Über Österreicher gibt es normal nicht viel zu berichten, oder zumindest nicht über viele Spieler, aber dieses Jahr ist viel passiert und in diesem Teil unseres Rückblicks will ich auf die drei Österreicher die dieses Jahr am präsentesten waren, oder zumindest von denen man am meisten gehört hat, zurückblicken und euch nochmal ihre Erfolge und Niederlagen zeigen. Viel Spass dabei!
Jürgen Melzer:

Er ist seit Jahren die klare Nummer 1, ausser dieses Jahr als diese Position in Bedrängnis kam aber später mehr dazu, und auch dieses Jahr konnte er diese Position halten und sich beweisen als Österreichs bester Mann.
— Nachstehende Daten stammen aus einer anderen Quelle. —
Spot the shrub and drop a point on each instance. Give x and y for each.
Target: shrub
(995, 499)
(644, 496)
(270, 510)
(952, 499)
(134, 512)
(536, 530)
Sein Highlight war sicherlich der Sieg bei seinem Heimturnier in Wien den er gemeinsam mit seiner Freundin, mit der er seit diesem Jahr zusammen ist, Mirna Jukic (Schwimmerin) feiern konnte. Er spielte die ganze Woche über tolles Tennis und es war warschehinlich, über die ganze Woche gesehen, das beste Tennis dass er uns je gezeigt hat.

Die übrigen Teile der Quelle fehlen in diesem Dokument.